Restoring The Duck Creek Tributary In Northwest Indiana

Delta Institute is restoring a key waterway in Hobart, Indiana, that flows throughout the entire watershed and ultimately into Lake Michigan. Currently the waterway, the Duck Creek Tributary, overflows with pollution, sediment, and toxins—impacting the water quality downstream for many communities, including multiple that are designated Environmental Justice (EJ) communities.

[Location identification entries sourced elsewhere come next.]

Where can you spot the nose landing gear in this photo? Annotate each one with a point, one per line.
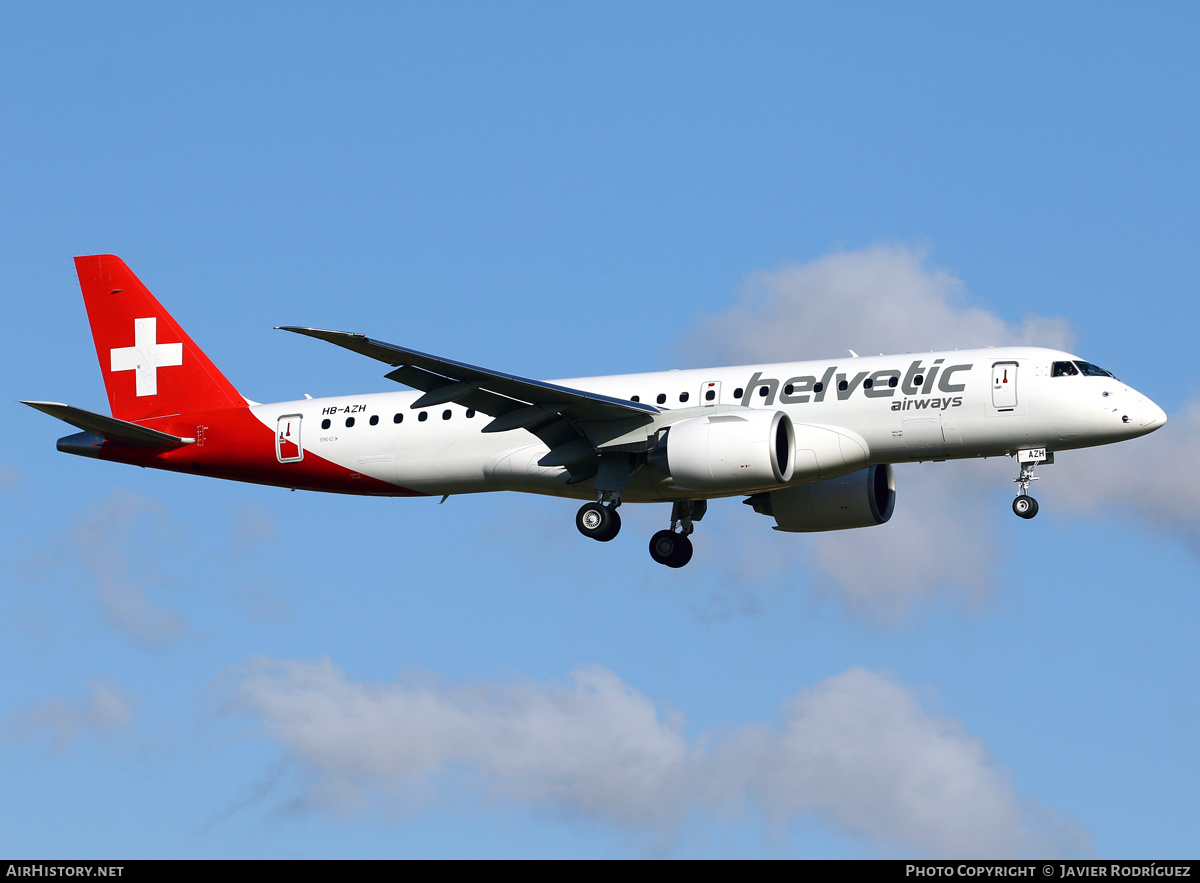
(599, 521)
(1025, 506)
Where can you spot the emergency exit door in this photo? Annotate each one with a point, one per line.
(287, 439)
(1003, 385)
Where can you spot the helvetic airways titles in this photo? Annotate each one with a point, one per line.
(802, 442)
(879, 384)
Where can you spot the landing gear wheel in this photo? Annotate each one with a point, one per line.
(597, 521)
(671, 548)
(1025, 506)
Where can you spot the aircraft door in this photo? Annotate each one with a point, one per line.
(1003, 385)
(287, 439)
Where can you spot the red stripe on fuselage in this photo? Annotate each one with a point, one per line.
(233, 444)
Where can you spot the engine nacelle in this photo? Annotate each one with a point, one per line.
(855, 500)
(731, 450)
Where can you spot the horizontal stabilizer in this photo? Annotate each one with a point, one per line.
(111, 428)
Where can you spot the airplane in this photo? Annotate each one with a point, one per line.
(809, 444)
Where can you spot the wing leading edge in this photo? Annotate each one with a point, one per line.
(571, 422)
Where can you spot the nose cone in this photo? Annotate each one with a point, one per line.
(1151, 415)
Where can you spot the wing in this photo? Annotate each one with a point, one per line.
(571, 422)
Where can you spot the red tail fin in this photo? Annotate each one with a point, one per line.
(150, 366)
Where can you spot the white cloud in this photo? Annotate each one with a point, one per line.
(101, 544)
(858, 750)
(106, 712)
(883, 299)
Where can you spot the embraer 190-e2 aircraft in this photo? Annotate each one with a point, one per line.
(809, 444)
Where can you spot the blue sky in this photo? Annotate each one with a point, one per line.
(199, 668)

Why Our Work is Needed Today

The Duck Creek Tributary in Hobart, Indiana is part of the Deep River-Portage Burns Waterway Watershed, which flows into the Little Calumet River and ultimately into Lake Michigan. The extensive flooding along the Tributary causes significant water quality issues due to sediment, agricultural, and nutrient runoff. Streambank restoration along this segment of the Duck Creek Tributary will reduce flooding, improve water quality, restore natural habitat and ultimately contribute to improved conditions for wildlife, recreation, and communities throughout the watershed in Northwest Indiana.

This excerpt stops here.